The woolly creatures will be seen at the Heath and will be placed on the Heath extension where they will be munching and living.
The City of London Corporation, which owns, manages, and protects Hampstead Heath as a registered charity, is carrying out the scheme as a trial with the hope that the introduction of the animals will “maintain wildlife habitats rich in biodiversity”.
The flock of five rare-breed Norfolk Horn and Oxford Down ewes from Mudchute Farm will graze the anthill site on the Hampstead Heath Extension from 8am-7pm each day and will be stabled locally overnight.
Walkers will be able to spot them in the area from around 8.30am to 7pm — and the exact location near Hampstead Way can be tracked using what3words.com, using the search term ‘beams.grew.boom’.
Experts say sheep are the perfect animals to use because of their specific selective feeding and social behaviours which enable a patchwork of microhabitats to be created that can reduce the need for heavy machinery which can damage sensitive sites.
They are on loan from Mudchute City Farm as part of a conservation grazing partnership project with the City of London, the Heath and Hampstead Society, and Heath Hands with the idea a continuation from a 2019 scheme, when sheep grazed on the Heath for the first time since the 1950s.

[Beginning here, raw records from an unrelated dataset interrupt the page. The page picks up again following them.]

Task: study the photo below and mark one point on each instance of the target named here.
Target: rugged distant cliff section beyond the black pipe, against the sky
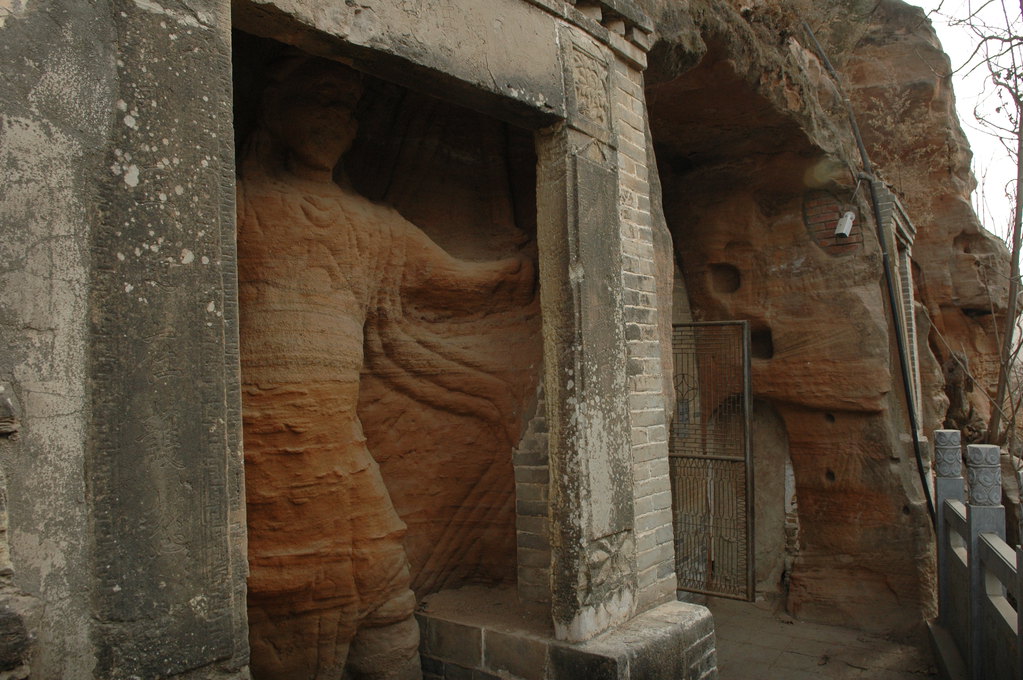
(899, 85)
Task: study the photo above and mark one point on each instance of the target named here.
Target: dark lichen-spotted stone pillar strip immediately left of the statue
(165, 464)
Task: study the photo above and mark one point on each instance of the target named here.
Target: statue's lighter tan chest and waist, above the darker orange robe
(308, 261)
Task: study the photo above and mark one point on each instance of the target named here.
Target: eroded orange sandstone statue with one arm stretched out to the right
(322, 273)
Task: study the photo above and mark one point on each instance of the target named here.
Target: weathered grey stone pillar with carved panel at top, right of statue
(592, 509)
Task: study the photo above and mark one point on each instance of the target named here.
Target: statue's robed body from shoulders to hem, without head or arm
(312, 262)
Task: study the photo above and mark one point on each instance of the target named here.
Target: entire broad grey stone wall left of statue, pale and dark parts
(123, 473)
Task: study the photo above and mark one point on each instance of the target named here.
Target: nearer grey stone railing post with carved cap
(985, 516)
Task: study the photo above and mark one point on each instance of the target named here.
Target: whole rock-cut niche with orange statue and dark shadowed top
(390, 349)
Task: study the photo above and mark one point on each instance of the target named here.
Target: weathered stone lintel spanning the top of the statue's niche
(506, 65)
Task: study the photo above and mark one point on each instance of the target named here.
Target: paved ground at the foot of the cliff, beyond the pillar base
(755, 645)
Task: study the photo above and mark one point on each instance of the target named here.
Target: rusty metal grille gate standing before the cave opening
(711, 460)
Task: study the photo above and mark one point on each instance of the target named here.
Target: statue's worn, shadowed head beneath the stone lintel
(308, 108)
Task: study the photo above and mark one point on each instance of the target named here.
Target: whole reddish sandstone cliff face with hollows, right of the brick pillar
(758, 160)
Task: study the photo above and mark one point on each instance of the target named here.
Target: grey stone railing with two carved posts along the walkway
(980, 625)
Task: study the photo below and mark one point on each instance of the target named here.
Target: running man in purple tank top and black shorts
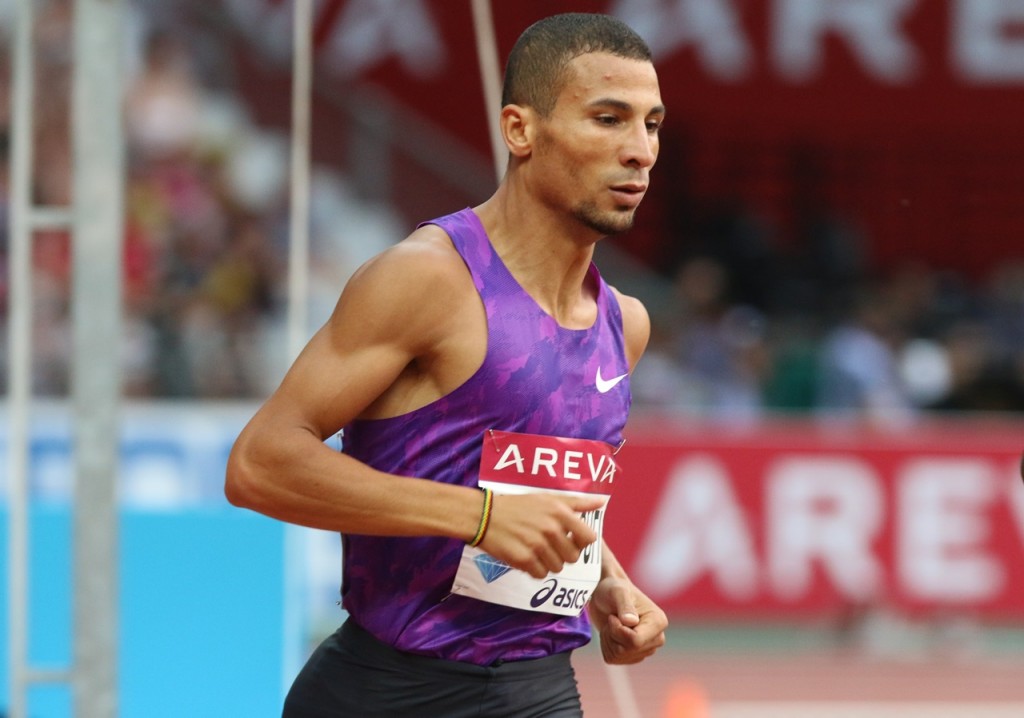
(484, 352)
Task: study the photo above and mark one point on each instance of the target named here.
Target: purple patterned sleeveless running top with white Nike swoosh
(537, 377)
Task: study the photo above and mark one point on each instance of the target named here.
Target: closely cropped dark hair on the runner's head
(538, 66)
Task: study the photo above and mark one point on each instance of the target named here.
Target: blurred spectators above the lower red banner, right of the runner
(751, 330)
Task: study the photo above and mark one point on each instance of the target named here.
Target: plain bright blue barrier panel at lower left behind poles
(201, 607)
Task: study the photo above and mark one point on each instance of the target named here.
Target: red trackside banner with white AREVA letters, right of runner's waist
(806, 519)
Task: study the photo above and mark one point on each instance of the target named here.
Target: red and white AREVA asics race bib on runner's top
(516, 463)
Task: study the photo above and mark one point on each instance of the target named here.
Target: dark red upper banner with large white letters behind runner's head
(827, 66)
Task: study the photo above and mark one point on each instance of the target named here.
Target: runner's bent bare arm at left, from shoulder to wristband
(381, 351)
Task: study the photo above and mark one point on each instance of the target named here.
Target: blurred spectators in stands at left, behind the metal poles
(206, 220)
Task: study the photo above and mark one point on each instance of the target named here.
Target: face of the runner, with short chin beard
(596, 149)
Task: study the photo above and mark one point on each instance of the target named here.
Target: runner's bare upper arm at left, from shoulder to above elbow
(379, 354)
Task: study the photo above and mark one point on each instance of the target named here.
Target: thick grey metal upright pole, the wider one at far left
(98, 137)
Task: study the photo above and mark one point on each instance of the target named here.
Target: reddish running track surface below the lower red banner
(823, 683)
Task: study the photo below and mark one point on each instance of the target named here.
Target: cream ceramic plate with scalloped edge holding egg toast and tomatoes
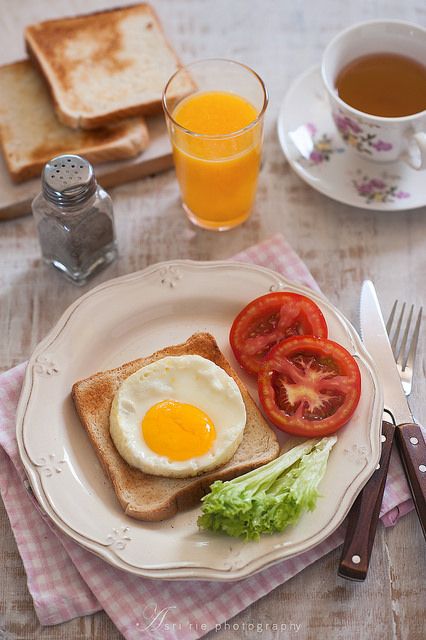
(133, 316)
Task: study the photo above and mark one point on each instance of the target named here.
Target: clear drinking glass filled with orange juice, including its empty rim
(216, 130)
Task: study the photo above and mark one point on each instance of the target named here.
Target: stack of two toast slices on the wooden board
(86, 88)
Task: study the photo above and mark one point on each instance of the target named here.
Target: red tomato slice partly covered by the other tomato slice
(266, 321)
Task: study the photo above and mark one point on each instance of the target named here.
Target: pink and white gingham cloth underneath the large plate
(66, 581)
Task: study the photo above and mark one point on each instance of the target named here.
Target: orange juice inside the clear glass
(217, 157)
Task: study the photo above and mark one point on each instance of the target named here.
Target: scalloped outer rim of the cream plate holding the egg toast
(169, 571)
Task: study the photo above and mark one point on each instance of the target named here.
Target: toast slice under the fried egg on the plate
(148, 497)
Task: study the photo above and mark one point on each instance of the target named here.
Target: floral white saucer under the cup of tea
(314, 149)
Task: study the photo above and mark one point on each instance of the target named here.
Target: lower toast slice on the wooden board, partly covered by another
(31, 134)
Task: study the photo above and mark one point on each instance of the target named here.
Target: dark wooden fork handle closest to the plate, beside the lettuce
(364, 515)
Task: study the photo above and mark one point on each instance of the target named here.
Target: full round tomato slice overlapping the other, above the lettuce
(309, 386)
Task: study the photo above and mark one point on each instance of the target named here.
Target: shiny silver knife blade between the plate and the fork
(375, 338)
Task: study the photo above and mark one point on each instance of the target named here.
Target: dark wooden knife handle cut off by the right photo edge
(412, 448)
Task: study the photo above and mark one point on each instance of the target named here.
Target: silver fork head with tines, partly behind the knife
(404, 359)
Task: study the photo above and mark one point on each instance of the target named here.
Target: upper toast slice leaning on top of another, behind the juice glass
(105, 65)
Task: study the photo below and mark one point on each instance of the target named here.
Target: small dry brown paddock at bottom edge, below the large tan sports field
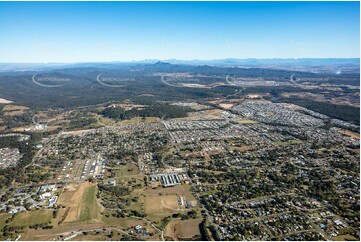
(182, 229)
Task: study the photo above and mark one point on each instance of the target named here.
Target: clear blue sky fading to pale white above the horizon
(42, 32)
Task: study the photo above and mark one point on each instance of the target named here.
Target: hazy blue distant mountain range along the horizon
(316, 65)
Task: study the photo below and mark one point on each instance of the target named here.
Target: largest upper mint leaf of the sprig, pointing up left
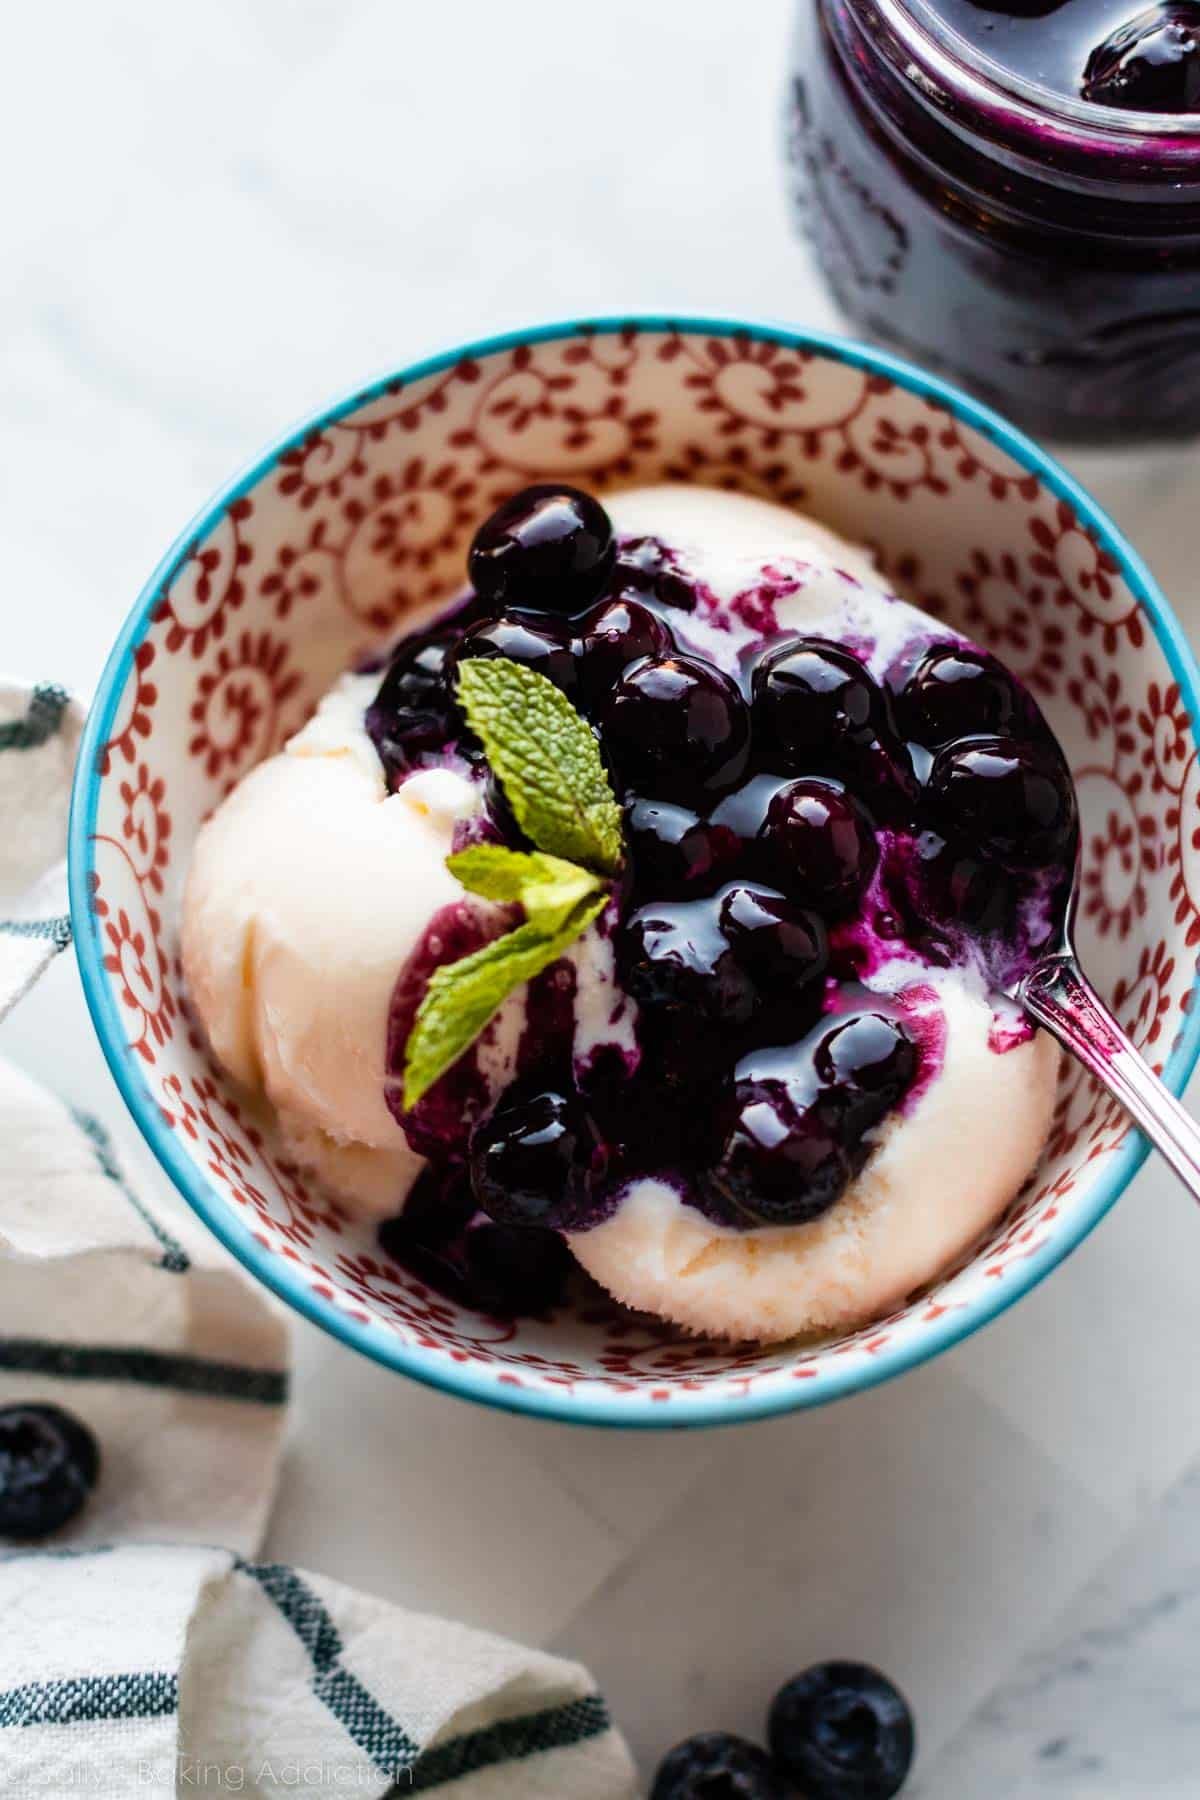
(546, 759)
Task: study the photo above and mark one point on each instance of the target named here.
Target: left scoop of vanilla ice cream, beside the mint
(309, 890)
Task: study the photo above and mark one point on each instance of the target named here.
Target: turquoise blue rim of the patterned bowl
(685, 1410)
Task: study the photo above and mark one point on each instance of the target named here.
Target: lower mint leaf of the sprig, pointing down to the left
(463, 996)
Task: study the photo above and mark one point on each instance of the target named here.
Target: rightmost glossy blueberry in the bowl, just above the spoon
(1005, 800)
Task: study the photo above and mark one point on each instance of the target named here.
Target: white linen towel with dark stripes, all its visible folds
(136, 1659)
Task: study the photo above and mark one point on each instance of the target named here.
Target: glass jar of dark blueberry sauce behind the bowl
(1010, 192)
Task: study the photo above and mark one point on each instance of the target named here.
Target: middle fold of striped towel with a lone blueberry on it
(127, 1313)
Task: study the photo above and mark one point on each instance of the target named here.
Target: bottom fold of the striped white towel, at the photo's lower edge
(163, 1673)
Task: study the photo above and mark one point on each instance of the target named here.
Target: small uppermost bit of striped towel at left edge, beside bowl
(39, 741)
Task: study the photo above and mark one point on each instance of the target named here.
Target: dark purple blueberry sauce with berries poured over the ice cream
(812, 825)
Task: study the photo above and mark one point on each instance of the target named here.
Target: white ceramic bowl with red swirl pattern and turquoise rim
(364, 514)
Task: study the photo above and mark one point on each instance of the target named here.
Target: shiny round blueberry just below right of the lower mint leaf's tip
(537, 1158)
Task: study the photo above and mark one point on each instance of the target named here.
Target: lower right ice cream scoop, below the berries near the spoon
(938, 1174)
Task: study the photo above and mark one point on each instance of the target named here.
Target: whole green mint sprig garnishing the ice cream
(548, 762)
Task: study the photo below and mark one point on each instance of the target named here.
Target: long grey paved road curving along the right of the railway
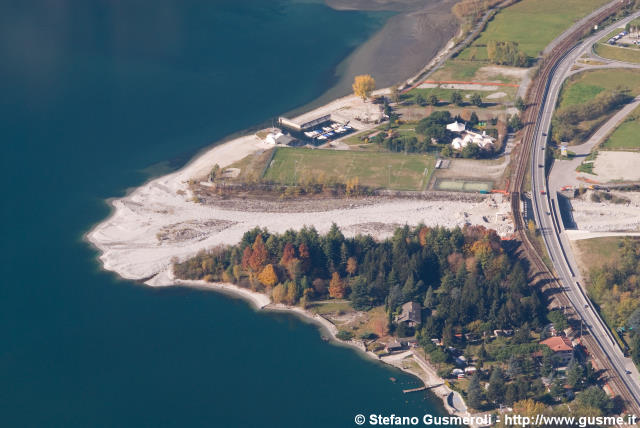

Chair of the City of London Corporation’s Hampstead Heath, Highgate Wood, and Queen’s Park Committee, William Upton KC, said: “Reintroduction of grazing like this has been an aspiration for many years, as it could play a key role in creating new rich and diverse habitats for the Heath’s wildlife.
“It also harks back to the Heath’s past, when farmers would bring their flocks to the site before taking them to market in the City.”
Vice-chair of the Heath and Hampstead Society John Beyer added: “The sheep have the task of nibbling away at creeping cinquefoil and other plants smothering the anthills on that part of the Heath. We are all looking for ways to manage the Heath in a more ecological manner.”